To my knowledge, he did training in parachuting, self-defense, urban-warfare simulations, and shooting. I never heard of Tiger doing any training in the water with the SEALs, but he was already a pretty accomplished diver. He had his scuba certification and had also done a lot of free diving to depths of more than 100 feet. He claimed to be able to hold his breath a long time—up to four minutes. Supposedly, he used a technique called “lung packing,” in which lung capacity is increased through “swallowing” air after inhaling to capacity.

When I asked Tiger how his trips had gone, he might confirm having completed a training session in a specific discipline by making a comment like, “Yeah, I knocked that out,” as if he was passing progressive steps. When he shared some things about the experience, it was clear from phrases like “total rush” and “intense” that it was all a thrill.

Tiger said that a three-day trip that was focused on parachuting might include as many as ten jumps a day. He’d jump solo or in tandem. Corey told me that Tiger once hurt his shoulder in a tandem jump when he smashed into his partner in midair.

Tiger came back almost boastful from his firearms training, saying that he’d excelled in long-range marksmanship. He talked all about the different guns and how to allow for wind and the flight of the bullet, almost as if he were describing a golf shot.

Self-defense stuff was a favorite topic. He’d gotten more into it as fatherhood approached, telling me that he really wanted to be able to protect his family and his home if anything ever happened. After his training, he explained about the different martial arts that are incorporated into the SEALs style of hand-to-hand combat. Once, in his living room in Isleworth, he had me stand up so he could demonstrate some moves. He got me in one position with his arm around my neck where I couldn’t really move. “From here,” he said, “I could kill you in about two seconds.” I kind of laughed and said, “Please don’t.” But hearing those words from Tiger was creepy.

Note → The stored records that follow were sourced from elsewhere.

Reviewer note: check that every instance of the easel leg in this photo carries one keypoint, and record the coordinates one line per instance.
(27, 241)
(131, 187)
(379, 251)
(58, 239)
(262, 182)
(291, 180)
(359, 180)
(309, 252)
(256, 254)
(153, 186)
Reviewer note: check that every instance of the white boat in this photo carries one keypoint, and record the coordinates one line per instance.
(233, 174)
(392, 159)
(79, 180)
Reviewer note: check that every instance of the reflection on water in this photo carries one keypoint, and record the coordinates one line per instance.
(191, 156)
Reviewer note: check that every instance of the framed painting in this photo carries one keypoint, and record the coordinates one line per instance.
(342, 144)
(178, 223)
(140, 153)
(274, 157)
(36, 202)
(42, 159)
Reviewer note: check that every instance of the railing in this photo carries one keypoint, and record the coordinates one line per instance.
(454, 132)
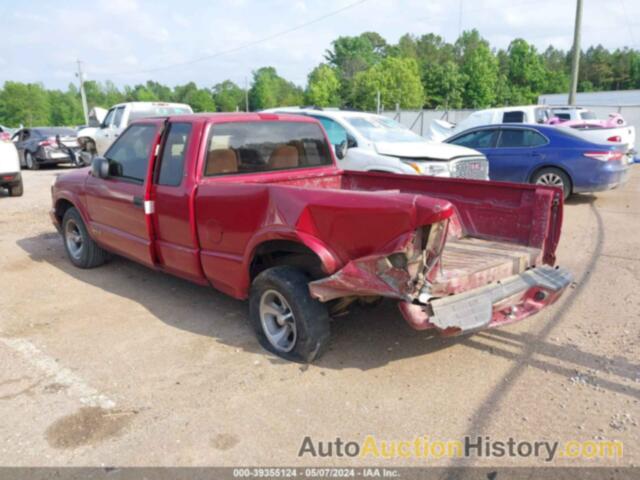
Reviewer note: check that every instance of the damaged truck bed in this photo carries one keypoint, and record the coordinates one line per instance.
(255, 205)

Maybe the most dangerous-sounding exercise that Tiger engaged in with the SEALs involved what was called a Kill House, an urban-warfare simulator full of rooms, doors, and even pop-up targets used to train for rescues, captures, and other team operations.

Tiger told me he actually got shot with a rubber bullet in a Kill House exercise. He said he failed to look around a corner before moving into an open area and was shot in the thigh. “I screwed up,” he said. “In a real mission I probably would have gotten some of my squad killed.” Then he proudly showed me a bruise the size of a baseball. I said, “That had to really hurt.” He answered with a smile: “It still hurts.”

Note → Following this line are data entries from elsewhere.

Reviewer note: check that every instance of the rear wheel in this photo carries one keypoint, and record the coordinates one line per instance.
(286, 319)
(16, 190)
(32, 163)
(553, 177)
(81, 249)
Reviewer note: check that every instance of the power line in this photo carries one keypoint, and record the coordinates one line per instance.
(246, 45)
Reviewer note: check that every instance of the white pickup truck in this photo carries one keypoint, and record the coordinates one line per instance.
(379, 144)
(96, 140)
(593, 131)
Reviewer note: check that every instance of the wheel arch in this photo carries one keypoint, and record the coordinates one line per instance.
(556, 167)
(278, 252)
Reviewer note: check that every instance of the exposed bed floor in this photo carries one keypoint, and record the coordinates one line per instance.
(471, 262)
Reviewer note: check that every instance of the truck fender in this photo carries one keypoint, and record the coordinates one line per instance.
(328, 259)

Though I stayed pretty calm on the outside, my inner reaction was shock. I’d ask myself if these conversations were really happening. And there were times when I couldn’t contain my exasperation. “Tiger,” I’d say. “Man, what are you doing? Are you out of your mind? What about Nicklaus’s record? Don’t you care about that?” He looked at me and said, “No. I’m satisfied with what I’ve done in my career.” End of discussion. He knew how we all felt, but he wasn’t going to debate it.

There is a strong likelihood that a Kill House is where Tiger did serious damage to his career. In early 2011, about a year after I stopped coaching Tiger, I was in Minneapolis doing an outing when a woman approached me and said her husband was a Navy SEAL stationed in California when Tiger would come in. She said that one day in 2007 her husband called and told her, “Tiger was in here today, doing an exercise at the Kill House. He got in the wrong place and got kicked pretty hard in the leg, and I think he hurt his knee pretty bad.”

I had filed that astounding story away under the category “Unsolved Tiger Woods Mysteries.” But recently I was communicating with Corey when he told me that Tiger once confessed to him that the complete tear of his ACL had actually occurred in a Kill House exercise in which he had lost his balance and been kicked in the knee.

My immediate thought upon hearing Corey’s account, which so closely paralleled that of the woman in Minneapolis, was that it was true. And if so, it meant that if Tiger never catches Jack Nicklaus, it will very likely have as much to do with the time and physical capacity he lost as a result of his bizarre Navy SEALs adventure as anything else.